Page MenuHomePhabricator

[REQUEST] Research into usefulness of edits made by IP editors
Closed, ResolvedPublic

Description

What's requested:

  • How many edits are made by IP editors on our projects?
    • Would be nice to have this broken down by project (Wikipedias, wikisources etc)
  • How useful are IP edits on our projects?
    • Some ways to gauge this - how many of IP edits are reverted (good/bad faith)? How many of these IPs are eventually blocked?
    • What is the difference (if any) between IP behaviors on small vs large projects? Like, do IP editors cause more % of vandalism on smaller projects because they don't have as much capacity to deal with it?

Why it's requested: This data will inform the decision to do a pilot for disallowing logged-out editing on one or more projects. It came about as a request on the IP masking project as an alternative and more acceptable solution (for some groups) to doing IP masking.

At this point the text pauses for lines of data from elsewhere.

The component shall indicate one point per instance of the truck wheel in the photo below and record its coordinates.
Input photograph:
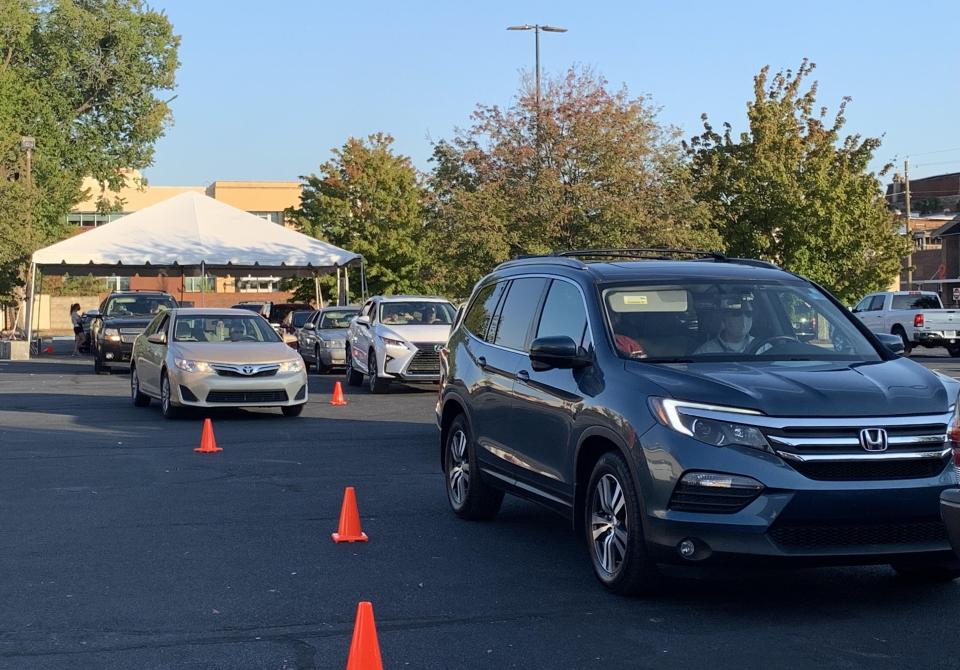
(907, 344)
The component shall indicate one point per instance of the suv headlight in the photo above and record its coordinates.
(192, 366)
(671, 413)
(296, 365)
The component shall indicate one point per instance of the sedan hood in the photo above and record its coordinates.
(233, 352)
(895, 387)
(426, 334)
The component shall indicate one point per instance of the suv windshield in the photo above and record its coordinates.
(337, 319)
(220, 329)
(138, 305)
(415, 313)
(731, 320)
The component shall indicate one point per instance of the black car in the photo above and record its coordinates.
(673, 412)
(121, 317)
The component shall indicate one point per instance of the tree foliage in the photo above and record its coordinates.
(84, 78)
(590, 167)
(793, 191)
(367, 199)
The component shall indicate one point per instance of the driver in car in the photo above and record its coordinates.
(736, 320)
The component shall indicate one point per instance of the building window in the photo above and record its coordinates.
(206, 284)
(92, 219)
(272, 217)
(117, 283)
(258, 284)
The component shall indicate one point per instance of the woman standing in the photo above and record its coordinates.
(77, 322)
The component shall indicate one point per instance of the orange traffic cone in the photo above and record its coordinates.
(338, 398)
(364, 649)
(349, 530)
(208, 443)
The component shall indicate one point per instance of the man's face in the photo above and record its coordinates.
(737, 323)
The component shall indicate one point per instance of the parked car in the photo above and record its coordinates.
(323, 337)
(917, 317)
(215, 358)
(584, 387)
(397, 338)
(121, 318)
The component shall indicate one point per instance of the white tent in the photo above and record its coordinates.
(191, 234)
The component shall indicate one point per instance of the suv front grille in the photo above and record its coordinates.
(817, 537)
(426, 361)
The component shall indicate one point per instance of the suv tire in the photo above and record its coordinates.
(377, 384)
(354, 378)
(167, 408)
(469, 496)
(139, 398)
(614, 530)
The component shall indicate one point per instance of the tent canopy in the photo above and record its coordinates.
(188, 232)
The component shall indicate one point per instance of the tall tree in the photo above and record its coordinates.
(368, 200)
(84, 78)
(588, 167)
(791, 190)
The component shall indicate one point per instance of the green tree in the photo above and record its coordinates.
(84, 78)
(590, 167)
(368, 200)
(793, 191)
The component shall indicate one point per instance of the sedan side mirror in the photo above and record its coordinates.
(892, 342)
(557, 351)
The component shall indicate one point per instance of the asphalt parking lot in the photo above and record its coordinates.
(122, 548)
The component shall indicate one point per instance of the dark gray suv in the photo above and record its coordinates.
(693, 411)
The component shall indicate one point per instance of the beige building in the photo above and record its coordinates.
(266, 199)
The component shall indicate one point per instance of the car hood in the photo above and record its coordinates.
(427, 334)
(332, 334)
(127, 321)
(885, 388)
(234, 352)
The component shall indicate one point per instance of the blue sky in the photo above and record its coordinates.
(266, 89)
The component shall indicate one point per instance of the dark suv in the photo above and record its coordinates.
(121, 317)
(678, 412)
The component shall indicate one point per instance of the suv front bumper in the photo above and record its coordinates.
(794, 518)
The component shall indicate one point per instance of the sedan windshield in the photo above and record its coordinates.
(727, 320)
(338, 319)
(219, 329)
(415, 313)
(138, 305)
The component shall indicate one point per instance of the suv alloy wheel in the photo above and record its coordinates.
(470, 497)
(613, 531)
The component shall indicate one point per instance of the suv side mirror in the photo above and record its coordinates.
(891, 342)
(557, 351)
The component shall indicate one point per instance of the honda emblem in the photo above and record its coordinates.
(873, 439)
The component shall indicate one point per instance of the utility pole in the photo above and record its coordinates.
(906, 181)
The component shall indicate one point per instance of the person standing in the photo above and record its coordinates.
(77, 322)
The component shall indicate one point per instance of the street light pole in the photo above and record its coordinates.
(536, 28)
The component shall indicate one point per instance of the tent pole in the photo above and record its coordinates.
(29, 307)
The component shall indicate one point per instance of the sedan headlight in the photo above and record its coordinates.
(192, 366)
(683, 417)
(296, 365)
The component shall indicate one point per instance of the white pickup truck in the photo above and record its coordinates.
(918, 317)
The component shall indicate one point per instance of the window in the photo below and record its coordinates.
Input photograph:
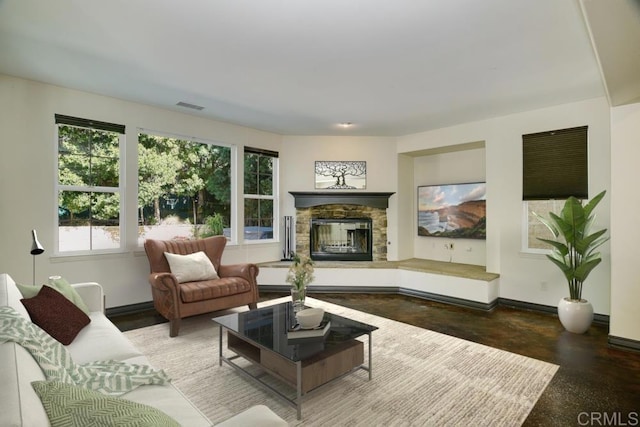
(184, 188)
(88, 185)
(260, 184)
(554, 167)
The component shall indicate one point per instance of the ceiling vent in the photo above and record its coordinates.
(187, 105)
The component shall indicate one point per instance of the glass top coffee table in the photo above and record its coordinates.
(260, 336)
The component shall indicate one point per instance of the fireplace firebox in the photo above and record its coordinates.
(341, 239)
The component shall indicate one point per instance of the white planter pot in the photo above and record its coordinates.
(575, 316)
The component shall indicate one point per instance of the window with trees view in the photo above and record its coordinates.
(184, 188)
(260, 167)
(88, 186)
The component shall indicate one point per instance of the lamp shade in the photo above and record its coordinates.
(36, 247)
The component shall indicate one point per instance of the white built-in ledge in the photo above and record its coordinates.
(460, 284)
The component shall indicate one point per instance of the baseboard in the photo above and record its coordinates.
(448, 300)
(624, 343)
(125, 310)
(387, 290)
(600, 319)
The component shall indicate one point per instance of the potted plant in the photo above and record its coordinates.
(299, 276)
(573, 251)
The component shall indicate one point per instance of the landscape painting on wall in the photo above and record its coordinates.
(453, 211)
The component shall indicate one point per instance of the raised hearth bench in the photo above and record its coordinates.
(453, 283)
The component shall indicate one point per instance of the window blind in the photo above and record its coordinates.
(86, 123)
(555, 164)
(264, 152)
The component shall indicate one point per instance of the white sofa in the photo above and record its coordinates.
(100, 340)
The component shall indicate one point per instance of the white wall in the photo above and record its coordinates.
(27, 174)
(625, 204)
(522, 275)
(297, 160)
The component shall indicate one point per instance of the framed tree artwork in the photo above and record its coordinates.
(341, 175)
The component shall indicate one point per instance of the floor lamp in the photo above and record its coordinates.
(36, 249)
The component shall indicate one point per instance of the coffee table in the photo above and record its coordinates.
(260, 337)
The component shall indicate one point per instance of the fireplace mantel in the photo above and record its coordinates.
(307, 199)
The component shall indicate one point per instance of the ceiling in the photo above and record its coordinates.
(300, 67)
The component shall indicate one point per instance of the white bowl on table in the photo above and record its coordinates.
(310, 318)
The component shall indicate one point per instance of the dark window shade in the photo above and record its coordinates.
(267, 153)
(555, 164)
(86, 123)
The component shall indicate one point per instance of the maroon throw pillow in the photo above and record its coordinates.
(56, 315)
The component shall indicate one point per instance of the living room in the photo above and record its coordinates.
(487, 149)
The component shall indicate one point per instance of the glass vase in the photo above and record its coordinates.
(297, 297)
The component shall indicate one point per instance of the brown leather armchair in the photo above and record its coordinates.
(235, 286)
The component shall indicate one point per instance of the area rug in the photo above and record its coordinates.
(420, 378)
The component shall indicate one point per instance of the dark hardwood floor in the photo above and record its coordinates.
(596, 385)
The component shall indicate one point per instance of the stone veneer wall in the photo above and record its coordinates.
(378, 222)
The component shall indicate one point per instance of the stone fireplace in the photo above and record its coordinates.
(352, 213)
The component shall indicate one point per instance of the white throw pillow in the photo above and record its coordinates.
(192, 267)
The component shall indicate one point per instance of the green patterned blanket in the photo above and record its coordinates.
(108, 377)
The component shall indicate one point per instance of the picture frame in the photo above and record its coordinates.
(453, 210)
(340, 175)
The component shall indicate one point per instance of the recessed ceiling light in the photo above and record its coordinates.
(187, 105)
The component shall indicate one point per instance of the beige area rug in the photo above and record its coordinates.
(420, 378)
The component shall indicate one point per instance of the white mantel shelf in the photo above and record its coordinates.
(307, 199)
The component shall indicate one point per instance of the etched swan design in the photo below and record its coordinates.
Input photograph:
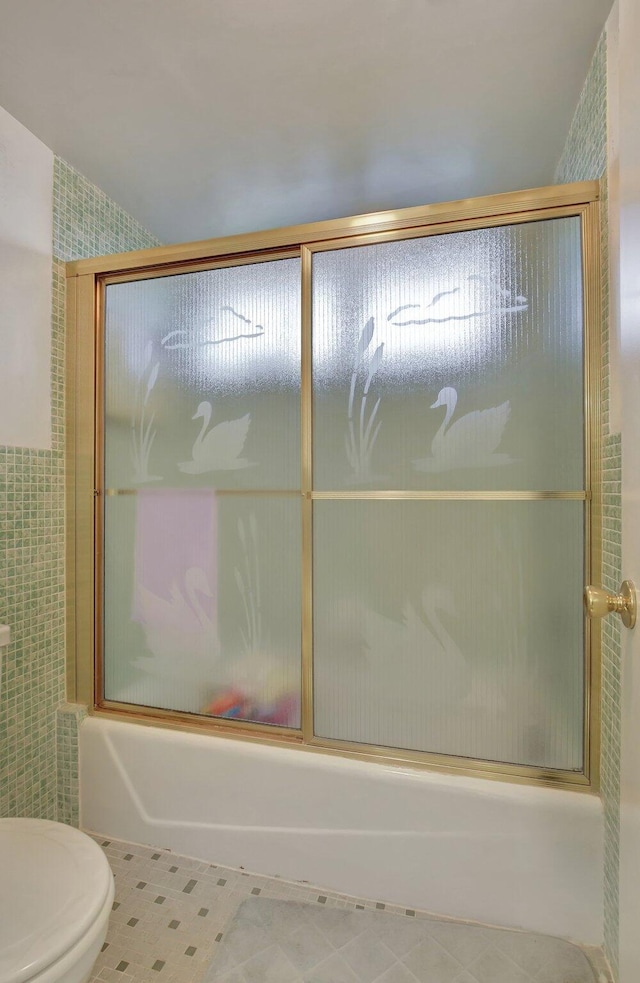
(470, 442)
(219, 449)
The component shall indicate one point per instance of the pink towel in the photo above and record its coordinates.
(176, 550)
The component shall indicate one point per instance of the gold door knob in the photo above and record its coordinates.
(599, 602)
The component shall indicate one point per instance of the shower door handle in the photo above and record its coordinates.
(599, 602)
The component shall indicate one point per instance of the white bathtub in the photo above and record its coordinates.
(504, 854)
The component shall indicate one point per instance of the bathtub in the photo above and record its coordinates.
(503, 854)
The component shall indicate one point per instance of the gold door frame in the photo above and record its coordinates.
(86, 282)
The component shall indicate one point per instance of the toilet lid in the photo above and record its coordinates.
(54, 882)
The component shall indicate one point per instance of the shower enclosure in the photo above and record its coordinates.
(338, 485)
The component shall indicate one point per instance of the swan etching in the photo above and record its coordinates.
(470, 442)
(219, 449)
(182, 638)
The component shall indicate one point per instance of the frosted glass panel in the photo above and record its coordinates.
(202, 603)
(452, 627)
(451, 361)
(203, 379)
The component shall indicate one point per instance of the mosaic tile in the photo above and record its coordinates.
(585, 158)
(177, 944)
(38, 731)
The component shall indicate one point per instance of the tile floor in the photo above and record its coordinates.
(171, 913)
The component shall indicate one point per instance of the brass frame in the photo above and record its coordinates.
(86, 283)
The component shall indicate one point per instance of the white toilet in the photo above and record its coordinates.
(56, 893)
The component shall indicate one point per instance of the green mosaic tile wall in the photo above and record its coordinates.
(38, 745)
(584, 158)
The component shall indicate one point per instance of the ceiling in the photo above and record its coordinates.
(208, 117)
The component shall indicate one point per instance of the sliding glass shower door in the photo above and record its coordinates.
(346, 493)
(448, 394)
(202, 504)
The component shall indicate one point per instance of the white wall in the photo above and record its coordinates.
(624, 116)
(26, 191)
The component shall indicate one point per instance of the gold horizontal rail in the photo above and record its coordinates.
(446, 495)
(253, 492)
(402, 218)
(481, 495)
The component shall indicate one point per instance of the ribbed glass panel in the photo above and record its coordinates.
(451, 361)
(203, 379)
(202, 603)
(452, 627)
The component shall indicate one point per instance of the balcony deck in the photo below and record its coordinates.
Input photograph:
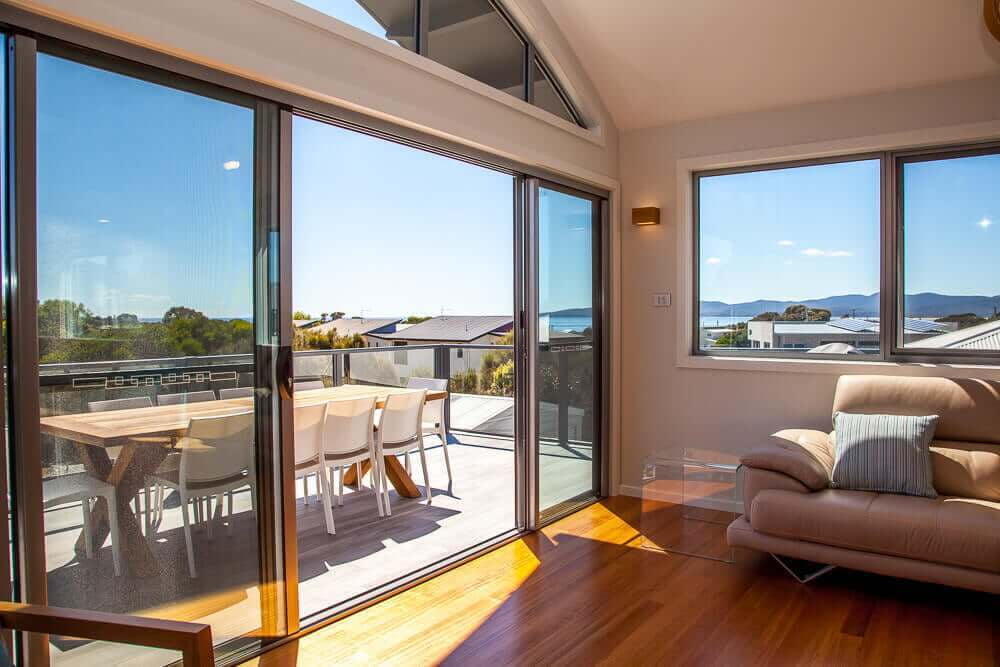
(366, 552)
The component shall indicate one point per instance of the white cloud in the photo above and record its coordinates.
(816, 252)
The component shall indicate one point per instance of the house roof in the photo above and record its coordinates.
(350, 326)
(985, 336)
(458, 328)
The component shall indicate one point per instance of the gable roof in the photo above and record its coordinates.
(349, 326)
(458, 328)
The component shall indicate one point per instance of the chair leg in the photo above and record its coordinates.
(209, 516)
(340, 497)
(113, 525)
(443, 434)
(324, 499)
(148, 516)
(88, 538)
(187, 535)
(423, 464)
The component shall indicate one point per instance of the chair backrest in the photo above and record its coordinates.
(402, 416)
(235, 392)
(308, 431)
(309, 384)
(120, 404)
(225, 449)
(348, 425)
(186, 397)
(432, 409)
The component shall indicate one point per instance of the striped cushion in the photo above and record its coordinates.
(887, 453)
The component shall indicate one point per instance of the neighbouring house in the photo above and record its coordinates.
(862, 334)
(367, 327)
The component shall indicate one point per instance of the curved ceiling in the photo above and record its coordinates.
(663, 61)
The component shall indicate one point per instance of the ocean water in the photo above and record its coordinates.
(566, 323)
(714, 321)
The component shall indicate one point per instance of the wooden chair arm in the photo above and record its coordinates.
(193, 640)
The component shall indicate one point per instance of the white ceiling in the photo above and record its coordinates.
(661, 61)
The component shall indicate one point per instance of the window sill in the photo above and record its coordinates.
(835, 366)
(317, 19)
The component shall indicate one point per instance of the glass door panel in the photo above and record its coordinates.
(146, 330)
(567, 362)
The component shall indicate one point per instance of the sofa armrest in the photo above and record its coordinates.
(802, 454)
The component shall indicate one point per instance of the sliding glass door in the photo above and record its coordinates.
(154, 415)
(566, 368)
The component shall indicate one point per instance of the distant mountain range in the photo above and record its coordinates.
(925, 304)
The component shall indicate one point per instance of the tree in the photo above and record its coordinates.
(127, 320)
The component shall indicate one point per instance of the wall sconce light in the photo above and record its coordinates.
(647, 215)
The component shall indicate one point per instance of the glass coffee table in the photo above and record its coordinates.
(689, 497)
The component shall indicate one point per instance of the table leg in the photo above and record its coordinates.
(401, 481)
(127, 475)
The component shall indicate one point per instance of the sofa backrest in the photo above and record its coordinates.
(965, 453)
(968, 410)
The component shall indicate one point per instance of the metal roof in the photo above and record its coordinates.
(985, 336)
(459, 328)
(349, 326)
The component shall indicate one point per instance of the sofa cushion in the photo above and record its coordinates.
(884, 453)
(802, 454)
(967, 469)
(955, 531)
(968, 409)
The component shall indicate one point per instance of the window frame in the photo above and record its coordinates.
(891, 253)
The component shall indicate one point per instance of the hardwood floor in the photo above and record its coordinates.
(583, 591)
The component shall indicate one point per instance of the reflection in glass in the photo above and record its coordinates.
(471, 37)
(788, 259)
(566, 352)
(951, 208)
(145, 256)
(391, 20)
(545, 95)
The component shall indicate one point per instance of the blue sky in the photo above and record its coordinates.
(145, 195)
(812, 232)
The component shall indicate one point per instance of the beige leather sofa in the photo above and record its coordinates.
(953, 539)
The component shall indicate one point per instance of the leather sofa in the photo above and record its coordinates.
(954, 539)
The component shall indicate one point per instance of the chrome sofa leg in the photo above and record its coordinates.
(804, 577)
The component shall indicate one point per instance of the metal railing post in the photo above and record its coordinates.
(442, 370)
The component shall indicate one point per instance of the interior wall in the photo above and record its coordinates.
(666, 407)
(270, 42)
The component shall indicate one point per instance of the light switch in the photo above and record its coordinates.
(661, 299)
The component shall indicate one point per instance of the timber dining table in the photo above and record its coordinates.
(147, 435)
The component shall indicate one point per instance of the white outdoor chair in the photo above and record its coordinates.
(309, 384)
(82, 488)
(348, 439)
(433, 423)
(400, 430)
(236, 392)
(216, 458)
(186, 397)
(308, 443)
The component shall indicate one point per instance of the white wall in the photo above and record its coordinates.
(665, 406)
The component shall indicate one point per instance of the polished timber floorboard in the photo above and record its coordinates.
(583, 591)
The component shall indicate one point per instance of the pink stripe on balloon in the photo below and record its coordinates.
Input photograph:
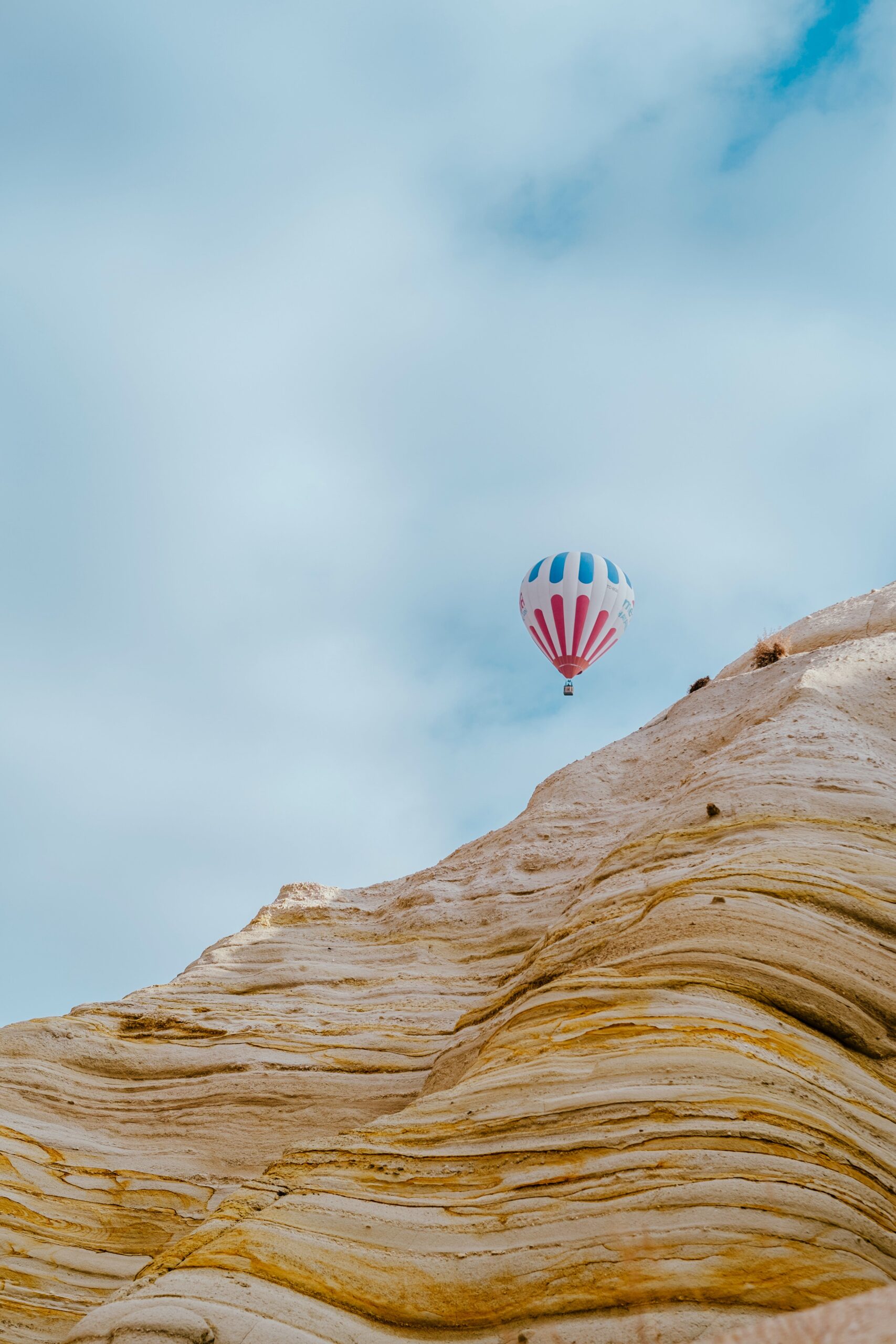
(596, 632)
(582, 605)
(541, 643)
(539, 616)
(556, 606)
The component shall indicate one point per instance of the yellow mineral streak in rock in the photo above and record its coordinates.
(621, 1072)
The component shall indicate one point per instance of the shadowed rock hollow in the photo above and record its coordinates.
(621, 1072)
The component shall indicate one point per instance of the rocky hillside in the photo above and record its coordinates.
(624, 1070)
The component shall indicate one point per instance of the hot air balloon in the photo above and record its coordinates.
(575, 606)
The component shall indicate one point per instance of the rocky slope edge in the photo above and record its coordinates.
(623, 1070)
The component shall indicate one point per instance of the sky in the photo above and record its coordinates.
(320, 324)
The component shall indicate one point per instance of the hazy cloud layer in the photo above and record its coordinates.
(320, 324)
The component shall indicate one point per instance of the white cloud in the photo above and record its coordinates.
(324, 323)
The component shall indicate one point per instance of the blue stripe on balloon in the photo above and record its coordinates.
(558, 565)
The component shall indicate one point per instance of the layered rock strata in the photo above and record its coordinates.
(623, 1070)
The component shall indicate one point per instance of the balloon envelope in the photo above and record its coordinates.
(575, 605)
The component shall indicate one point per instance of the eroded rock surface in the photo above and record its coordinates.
(624, 1070)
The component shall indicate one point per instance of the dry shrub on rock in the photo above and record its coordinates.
(769, 649)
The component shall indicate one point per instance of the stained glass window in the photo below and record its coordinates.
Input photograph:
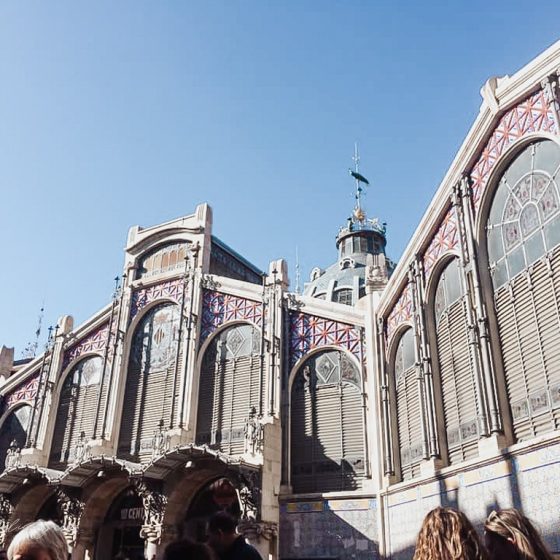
(404, 358)
(449, 288)
(155, 341)
(524, 220)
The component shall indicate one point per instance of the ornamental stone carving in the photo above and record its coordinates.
(13, 456)
(154, 503)
(71, 507)
(253, 432)
(249, 491)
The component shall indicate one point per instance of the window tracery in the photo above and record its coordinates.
(524, 221)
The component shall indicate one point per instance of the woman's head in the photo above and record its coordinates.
(41, 540)
(447, 534)
(510, 535)
(186, 548)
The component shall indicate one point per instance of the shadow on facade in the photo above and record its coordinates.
(314, 527)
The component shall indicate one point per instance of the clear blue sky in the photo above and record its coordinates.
(121, 113)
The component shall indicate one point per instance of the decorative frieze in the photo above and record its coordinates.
(219, 308)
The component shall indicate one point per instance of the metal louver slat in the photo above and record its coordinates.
(228, 389)
(458, 383)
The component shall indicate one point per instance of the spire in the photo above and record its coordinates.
(30, 351)
(358, 213)
(298, 275)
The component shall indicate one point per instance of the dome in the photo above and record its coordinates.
(344, 281)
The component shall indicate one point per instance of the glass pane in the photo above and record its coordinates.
(522, 189)
(516, 261)
(498, 204)
(549, 202)
(552, 233)
(529, 220)
(534, 247)
(511, 235)
(499, 274)
(439, 304)
(520, 166)
(547, 155)
(408, 350)
(495, 245)
(453, 282)
(540, 183)
(512, 210)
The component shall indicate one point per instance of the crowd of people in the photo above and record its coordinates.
(446, 534)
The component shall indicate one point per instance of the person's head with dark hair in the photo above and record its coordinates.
(222, 531)
(510, 535)
(185, 548)
(226, 541)
(447, 534)
(222, 521)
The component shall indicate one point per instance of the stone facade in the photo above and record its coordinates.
(328, 425)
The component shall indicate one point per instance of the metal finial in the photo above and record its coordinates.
(359, 178)
(298, 276)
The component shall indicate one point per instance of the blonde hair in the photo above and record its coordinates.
(41, 535)
(447, 534)
(513, 526)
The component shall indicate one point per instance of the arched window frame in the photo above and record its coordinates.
(408, 460)
(515, 409)
(463, 439)
(296, 372)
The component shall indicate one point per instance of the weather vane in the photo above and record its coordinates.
(359, 214)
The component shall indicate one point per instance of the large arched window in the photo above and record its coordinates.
(409, 421)
(327, 427)
(523, 240)
(152, 382)
(14, 428)
(231, 380)
(456, 372)
(75, 416)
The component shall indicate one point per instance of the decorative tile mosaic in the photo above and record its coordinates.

When it's requested: The sooner the better. 1-2 weeks, ideally.

Other helpful information:

Event Timeline

@nettrom_WMF Created this based on our conversation this morning. Feel free to update if I missed something.

kzimmerman triaged this task as Medium priority.
kzimmerman moved this task from Triage to Next Up on the Product-Analytics board.

@Niharika : I've started working on the first part of this, and am wondering if there's a particular place or format you'd want for the results? Maybe there's a wiki page somewhere that could contain the tables as wiki-tables, so it's easy to refer to in discussions?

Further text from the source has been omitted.